Ah, that makes sense. That must be the explanation.
[join] is a list operation. This means that given a random string, it
must first convert it to a list -- a "best effort" being the only
guarantee.
Some strings get reversibly translated (i.e. the string rep of the
convert list equals the initial string): these are canonical lists.
Some are noncanonical and get interpreted (like the one you found).
Some are not convertible like "{" and raise an error on conversion.
The rule for canonicity can most conveniently be tried out by using
the [list] operation on "chemically active" individual items (i.e.

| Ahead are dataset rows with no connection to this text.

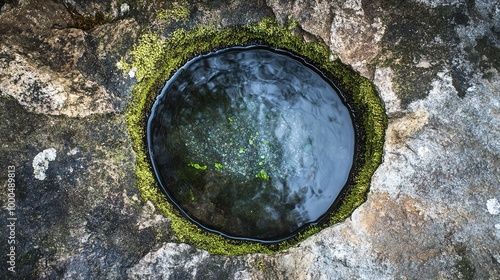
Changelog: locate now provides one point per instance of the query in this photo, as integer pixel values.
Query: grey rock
(432, 211)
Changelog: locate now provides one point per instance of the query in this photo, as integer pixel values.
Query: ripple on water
(251, 142)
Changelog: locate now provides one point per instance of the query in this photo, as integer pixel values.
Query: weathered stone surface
(432, 211)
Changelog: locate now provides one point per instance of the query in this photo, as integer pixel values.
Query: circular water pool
(251, 142)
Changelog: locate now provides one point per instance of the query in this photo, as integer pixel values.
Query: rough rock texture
(432, 212)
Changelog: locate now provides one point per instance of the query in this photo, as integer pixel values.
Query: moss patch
(156, 60)
(415, 33)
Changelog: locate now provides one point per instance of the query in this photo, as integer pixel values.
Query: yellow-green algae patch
(155, 60)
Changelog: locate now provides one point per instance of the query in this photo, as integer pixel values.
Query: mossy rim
(156, 60)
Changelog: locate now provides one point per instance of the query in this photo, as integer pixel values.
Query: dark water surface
(251, 142)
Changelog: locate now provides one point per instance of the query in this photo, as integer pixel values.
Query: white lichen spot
(41, 162)
(132, 71)
(124, 8)
(493, 206)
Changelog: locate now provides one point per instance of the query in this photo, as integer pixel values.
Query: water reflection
(251, 142)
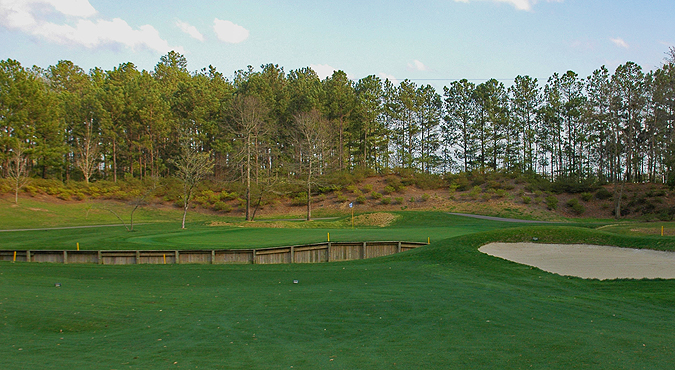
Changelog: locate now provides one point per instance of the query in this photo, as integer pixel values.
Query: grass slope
(412, 226)
(442, 306)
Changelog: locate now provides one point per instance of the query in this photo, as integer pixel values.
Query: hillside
(493, 195)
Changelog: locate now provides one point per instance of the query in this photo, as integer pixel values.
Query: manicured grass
(412, 226)
(443, 306)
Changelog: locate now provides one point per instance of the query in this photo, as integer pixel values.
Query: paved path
(66, 227)
(501, 219)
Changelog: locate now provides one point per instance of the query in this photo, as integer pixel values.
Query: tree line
(64, 123)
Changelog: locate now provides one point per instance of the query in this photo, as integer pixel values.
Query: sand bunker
(588, 261)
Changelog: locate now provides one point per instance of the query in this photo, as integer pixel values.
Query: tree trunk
(309, 191)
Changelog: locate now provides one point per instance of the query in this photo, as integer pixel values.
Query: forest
(68, 124)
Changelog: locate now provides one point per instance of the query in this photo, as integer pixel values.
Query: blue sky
(429, 41)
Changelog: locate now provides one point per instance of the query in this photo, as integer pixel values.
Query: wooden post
(328, 249)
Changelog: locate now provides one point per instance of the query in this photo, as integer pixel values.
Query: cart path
(492, 218)
(67, 227)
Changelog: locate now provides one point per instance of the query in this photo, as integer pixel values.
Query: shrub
(428, 181)
(576, 207)
(603, 194)
(460, 182)
(222, 206)
(299, 200)
(339, 197)
(475, 191)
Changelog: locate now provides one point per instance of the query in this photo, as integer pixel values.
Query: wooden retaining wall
(312, 253)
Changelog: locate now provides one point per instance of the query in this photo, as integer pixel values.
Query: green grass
(412, 226)
(443, 306)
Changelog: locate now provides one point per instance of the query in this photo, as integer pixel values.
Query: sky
(427, 41)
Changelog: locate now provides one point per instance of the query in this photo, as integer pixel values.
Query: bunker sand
(588, 261)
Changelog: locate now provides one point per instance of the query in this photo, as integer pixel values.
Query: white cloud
(389, 77)
(619, 42)
(190, 30)
(323, 70)
(30, 16)
(229, 32)
(416, 65)
(518, 4)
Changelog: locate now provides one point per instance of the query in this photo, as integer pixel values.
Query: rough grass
(442, 306)
(410, 226)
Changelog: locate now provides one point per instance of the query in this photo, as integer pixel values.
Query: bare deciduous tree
(18, 169)
(87, 152)
(249, 115)
(312, 137)
(192, 167)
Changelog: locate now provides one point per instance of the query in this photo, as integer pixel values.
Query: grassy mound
(442, 306)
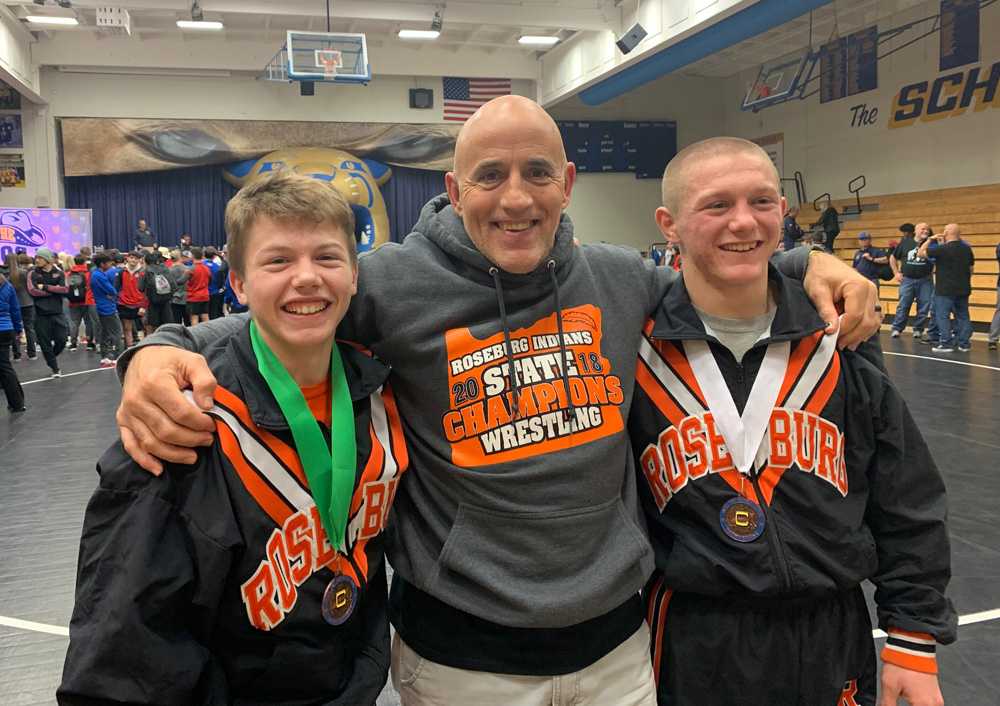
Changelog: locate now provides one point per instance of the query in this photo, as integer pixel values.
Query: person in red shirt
(132, 303)
(198, 288)
(81, 303)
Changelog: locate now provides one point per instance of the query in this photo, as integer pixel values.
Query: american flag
(463, 96)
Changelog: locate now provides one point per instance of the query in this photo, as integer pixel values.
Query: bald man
(776, 474)
(517, 543)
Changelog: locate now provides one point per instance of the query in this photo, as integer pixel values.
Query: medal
(339, 600)
(742, 519)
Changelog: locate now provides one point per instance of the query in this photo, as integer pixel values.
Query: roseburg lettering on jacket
(695, 447)
(299, 549)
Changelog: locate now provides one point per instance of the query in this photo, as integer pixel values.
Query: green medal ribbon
(332, 490)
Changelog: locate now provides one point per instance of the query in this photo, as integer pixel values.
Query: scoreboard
(849, 65)
(642, 147)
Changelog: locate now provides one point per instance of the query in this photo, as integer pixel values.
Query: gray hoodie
(526, 519)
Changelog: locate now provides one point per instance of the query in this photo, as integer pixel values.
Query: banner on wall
(9, 98)
(774, 145)
(10, 131)
(12, 171)
(123, 145)
(58, 229)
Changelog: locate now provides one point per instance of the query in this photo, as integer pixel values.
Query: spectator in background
(132, 303)
(953, 259)
(10, 328)
(47, 284)
(869, 260)
(995, 326)
(18, 266)
(791, 230)
(157, 284)
(913, 273)
(215, 284)
(144, 237)
(106, 301)
(178, 300)
(198, 287)
(829, 221)
(81, 303)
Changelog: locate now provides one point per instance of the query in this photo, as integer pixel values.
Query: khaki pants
(623, 677)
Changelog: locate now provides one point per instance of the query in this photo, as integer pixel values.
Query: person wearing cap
(913, 273)
(47, 284)
(868, 261)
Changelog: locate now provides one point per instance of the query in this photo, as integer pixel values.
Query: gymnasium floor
(47, 460)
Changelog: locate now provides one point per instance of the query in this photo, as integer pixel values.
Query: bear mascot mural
(357, 179)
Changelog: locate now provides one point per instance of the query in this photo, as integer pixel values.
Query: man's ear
(451, 184)
(238, 287)
(667, 225)
(569, 179)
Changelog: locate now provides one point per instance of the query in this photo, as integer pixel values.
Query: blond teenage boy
(258, 575)
(776, 474)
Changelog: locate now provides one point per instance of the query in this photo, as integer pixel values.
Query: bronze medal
(742, 519)
(339, 600)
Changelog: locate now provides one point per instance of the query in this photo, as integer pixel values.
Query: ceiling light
(51, 20)
(203, 24)
(536, 40)
(419, 34)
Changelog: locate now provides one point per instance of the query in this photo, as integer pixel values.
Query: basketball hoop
(330, 60)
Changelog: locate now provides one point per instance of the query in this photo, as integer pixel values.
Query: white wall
(618, 208)
(961, 150)
(385, 99)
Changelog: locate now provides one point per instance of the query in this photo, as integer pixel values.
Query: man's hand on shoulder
(918, 688)
(834, 287)
(157, 422)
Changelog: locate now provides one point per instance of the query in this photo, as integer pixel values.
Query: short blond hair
(286, 197)
(672, 186)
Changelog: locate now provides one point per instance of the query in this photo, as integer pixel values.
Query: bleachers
(976, 209)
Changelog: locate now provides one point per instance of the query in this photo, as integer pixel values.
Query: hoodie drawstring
(515, 384)
(563, 367)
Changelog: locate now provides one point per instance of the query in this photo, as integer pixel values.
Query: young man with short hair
(258, 575)
(47, 285)
(776, 474)
(914, 275)
(132, 303)
(953, 261)
(106, 302)
(157, 285)
(197, 286)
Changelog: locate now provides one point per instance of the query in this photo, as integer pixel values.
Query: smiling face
(298, 280)
(511, 182)
(726, 219)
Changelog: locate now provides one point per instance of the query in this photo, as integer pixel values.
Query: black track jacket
(204, 586)
(849, 488)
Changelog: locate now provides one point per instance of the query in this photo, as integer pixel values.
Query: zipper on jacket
(770, 525)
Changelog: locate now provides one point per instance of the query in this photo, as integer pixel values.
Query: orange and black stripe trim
(911, 650)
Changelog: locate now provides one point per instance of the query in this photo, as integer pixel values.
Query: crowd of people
(103, 301)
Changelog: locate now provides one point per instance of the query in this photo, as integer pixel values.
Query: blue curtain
(172, 202)
(405, 194)
(194, 201)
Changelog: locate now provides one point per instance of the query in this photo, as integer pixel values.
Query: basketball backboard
(779, 80)
(321, 56)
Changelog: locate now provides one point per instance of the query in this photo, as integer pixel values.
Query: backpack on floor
(77, 285)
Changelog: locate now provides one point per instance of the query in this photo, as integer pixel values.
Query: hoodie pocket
(525, 569)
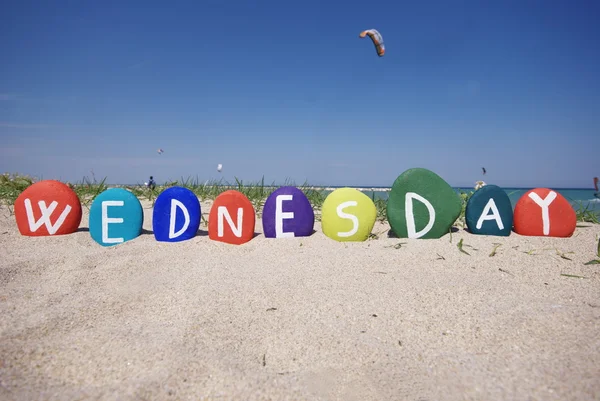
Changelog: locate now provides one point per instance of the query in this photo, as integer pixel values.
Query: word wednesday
(420, 205)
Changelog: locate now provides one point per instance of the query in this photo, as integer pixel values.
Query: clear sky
(288, 90)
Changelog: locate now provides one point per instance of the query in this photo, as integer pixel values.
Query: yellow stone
(348, 215)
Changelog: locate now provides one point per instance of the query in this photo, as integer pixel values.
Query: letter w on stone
(46, 214)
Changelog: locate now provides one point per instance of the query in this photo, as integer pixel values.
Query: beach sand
(298, 318)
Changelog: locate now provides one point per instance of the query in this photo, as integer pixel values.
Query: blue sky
(288, 90)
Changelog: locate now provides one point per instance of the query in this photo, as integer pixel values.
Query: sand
(298, 318)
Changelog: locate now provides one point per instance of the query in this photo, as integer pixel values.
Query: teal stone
(116, 216)
(489, 212)
(422, 205)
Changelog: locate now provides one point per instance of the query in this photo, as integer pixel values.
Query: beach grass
(12, 184)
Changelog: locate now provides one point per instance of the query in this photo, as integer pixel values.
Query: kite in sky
(377, 40)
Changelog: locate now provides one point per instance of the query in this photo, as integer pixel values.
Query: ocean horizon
(580, 198)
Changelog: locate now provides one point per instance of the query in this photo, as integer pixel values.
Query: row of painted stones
(420, 205)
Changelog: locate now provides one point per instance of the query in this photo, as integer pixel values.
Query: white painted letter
(107, 220)
(237, 231)
(410, 217)
(544, 204)
(45, 219)
(494, 216)
(280, 215)
(348, 216)
(174, 205)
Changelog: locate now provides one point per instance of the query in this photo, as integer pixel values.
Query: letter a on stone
(489, 212)
(176, 215)
(47, 208)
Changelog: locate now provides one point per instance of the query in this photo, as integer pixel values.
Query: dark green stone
(477, 204)
(445, 202)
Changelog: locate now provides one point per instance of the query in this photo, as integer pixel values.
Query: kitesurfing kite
(377, 40)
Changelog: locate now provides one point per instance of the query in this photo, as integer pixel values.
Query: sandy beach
(298, 318)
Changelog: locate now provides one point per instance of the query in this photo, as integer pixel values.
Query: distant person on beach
(151, 183)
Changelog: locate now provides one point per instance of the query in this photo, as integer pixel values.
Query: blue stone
(176, 215)
(287, 213)
(489, 212)
(116, 216)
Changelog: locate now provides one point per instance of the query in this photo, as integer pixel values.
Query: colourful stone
(287, 213)
(544, 212)
(348, 215)
(489, 212)
(231, 218)
(47, 208)
(116, 216)
(176, 215)
(422, 205)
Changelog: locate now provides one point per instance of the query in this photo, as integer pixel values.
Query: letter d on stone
(174, 205)
(410, 217)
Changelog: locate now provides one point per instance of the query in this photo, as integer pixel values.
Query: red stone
(58, 214)
(529, 218)
(239, 231)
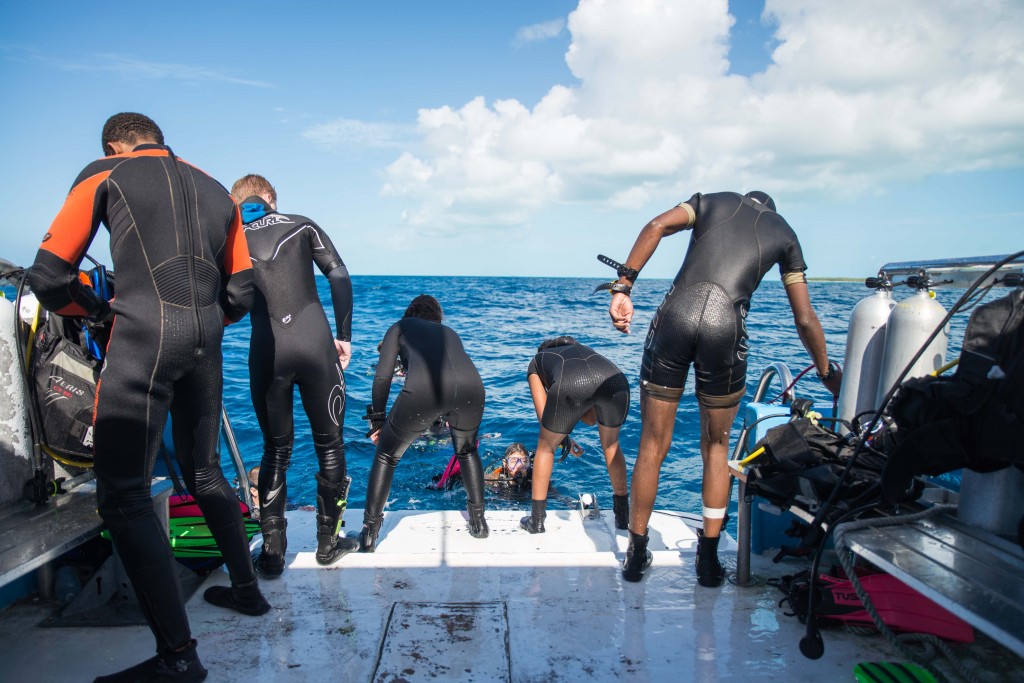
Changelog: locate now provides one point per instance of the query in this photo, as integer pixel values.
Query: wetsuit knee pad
(721, 401)
(660, 392)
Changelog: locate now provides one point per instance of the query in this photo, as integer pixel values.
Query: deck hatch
(450, 641)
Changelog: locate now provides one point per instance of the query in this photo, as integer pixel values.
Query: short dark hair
(251, 184)
(425, 306)
(129, 128)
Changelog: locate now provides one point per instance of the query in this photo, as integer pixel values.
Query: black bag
(804, 462)
(974, 419)
(65, 378)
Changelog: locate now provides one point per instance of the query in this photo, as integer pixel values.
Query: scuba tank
(910, 323)
(16, 462)
(865, 343)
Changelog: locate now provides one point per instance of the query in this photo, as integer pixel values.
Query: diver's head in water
(762, 198)
(425, 306)
(516, 461)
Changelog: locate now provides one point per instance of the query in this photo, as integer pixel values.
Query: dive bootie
(711, 573)
(271, 560)
(368, 537)
(621, 506)
(535, 521)
(332, 499)
(182, 667)
(638, 558)
(244, 598)
(477, 524)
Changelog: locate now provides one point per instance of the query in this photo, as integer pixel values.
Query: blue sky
(522, 138)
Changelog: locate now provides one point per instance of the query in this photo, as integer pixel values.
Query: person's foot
(182, 667)
(711, 573)
(244, 598)
(477, 524)
(638, 558)
(531, 524)
(331, 550)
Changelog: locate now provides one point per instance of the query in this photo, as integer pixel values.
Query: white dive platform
(435, 604)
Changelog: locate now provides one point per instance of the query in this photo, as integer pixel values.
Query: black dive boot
(368, 537)
(181, 667)
(638, 558)
(477, 524)
(244, 598)
(535, 521)
(711, 573)
(621, 505)
(271, 559)
(332, 499)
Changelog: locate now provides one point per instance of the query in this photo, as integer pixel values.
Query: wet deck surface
(433, 603)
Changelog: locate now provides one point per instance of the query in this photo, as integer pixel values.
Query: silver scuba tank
(910, 323)
(865, 344)
(15, 434)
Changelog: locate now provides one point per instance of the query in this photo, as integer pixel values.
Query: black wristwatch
(621, 288)
(828, 375)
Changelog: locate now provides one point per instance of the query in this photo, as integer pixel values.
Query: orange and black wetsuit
(182, 267)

things containing \$[] or unbalanced "{}). Basically any dangerous
compound is protected by {} or \ when [list]ified and converted back
to string.
Most get simply protected by a pair of {} around the item, but out of
necessity the single "}" character, listified by [list \}], gives the
canonical form
\}
In reverse, this means that unprotected backslashes in the toplevel of
the string rep of a would-be list, must be *interpreted*, i.e
backslash-substituted. It turns out that \e and \g have no special
meaning, hence the operation yields e and g. Hence your result.
HTH,
-Alex
That's expected behavior.
Join expects its argument to be a list. Since you give it a string, you
are relying on the implicit conversion of the string to a list. And note
that {\e f\g} is decidedly *not* the same as the string form of the list
with a first element of \e and a second element of f\g.
What you are doing is no different than:
% join {\e f\g}
e fg
Notice how that is different than
% set l [list {\e} {f\g}]
{\e} {f\g}
% join $l
\e f\g
If you are trying to build a list with the first element of the two byte
sequence "\e" and a second element of the three byte sequence "f\g",
you're going about it the wrong way.
My advice is to always stick to the rule of thumb "never use list
commands on strings".
--
Bryan Oakley
http://www.tclscripting.com
Yes, I know not to do that. I ran into this when I applied join to
the result of a previous operation, which was intended to produce a
list but did not. Unfortunately, that didn't prompt me to think about
what join would do in its attempt to treat the non-list as a list.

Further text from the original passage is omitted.